Cooper EA, Edelman JJ, Black D, Brereton RJ, Ross DE, Bannon PG, Wilson MK, Vallely MP
Heart Lung Circ 2013 Dec;22(12):989-95
BACKGROUND: Elderly patients undergoing surgical revascularisation may disproportionately benefit from avoiding manipulation of the ascending aorta and cardiopulmonary bypass. In this multi-centre observational study, we sought to determine the 30-day outcomes of anaortic off-pump coronary artery bypass (OPCAB) in an elderly and very-elderly population.
METHODS: Data were prospectively collected for all patients aged >70 years old (y) undergoing anaortic OPCAB at three hospitals between January 2002 and October 2011. Analysis was carried out on two age sub-groups (70-79 y vs. ≥80 y). Multiple logistic regression was used to identify predictors of post-operative 30-day mortality.

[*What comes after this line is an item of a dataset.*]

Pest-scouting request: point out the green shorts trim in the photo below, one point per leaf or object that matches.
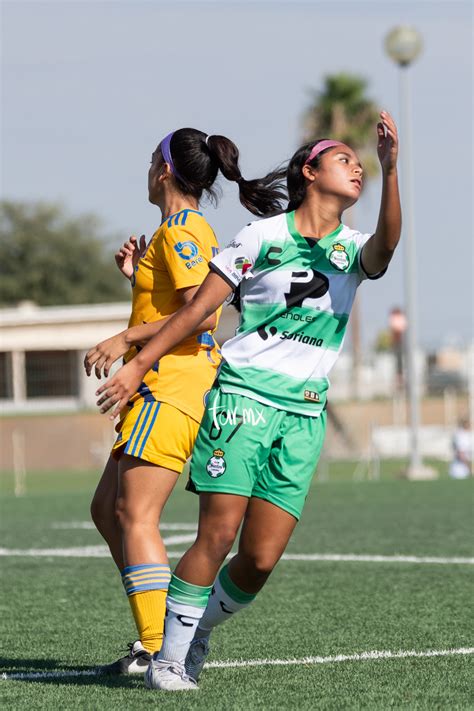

RESULTS: In total, 1135 patients >70 years underwent anaortic OPCAB – 817 (72%) patients were aged 70-79 y while 318 (28%) were aged ≥80 y. The rate of mortality and morbidity for both groups was low: 30-day mortality (70-79 y: 1.8%; ≥80 y: 2.8%) or permanent stroke (70-79 y: 0.2%; ≥80 y: 0.9%). Chronic lung disease, a history of previous myocardial infarction and left main disease were independent predictors of 30-day mortality.
CONCLUSIONS: OPCAB is associated with low rates of 30-day mortality and peri-operative stroke in this elderly and very elderly patient cohort. Anaortic OPCAB can provide excellent short-term post-operative outcomes and may give the elderly and very elderly population the opportunity to benefit from surgical coronary revascularisation.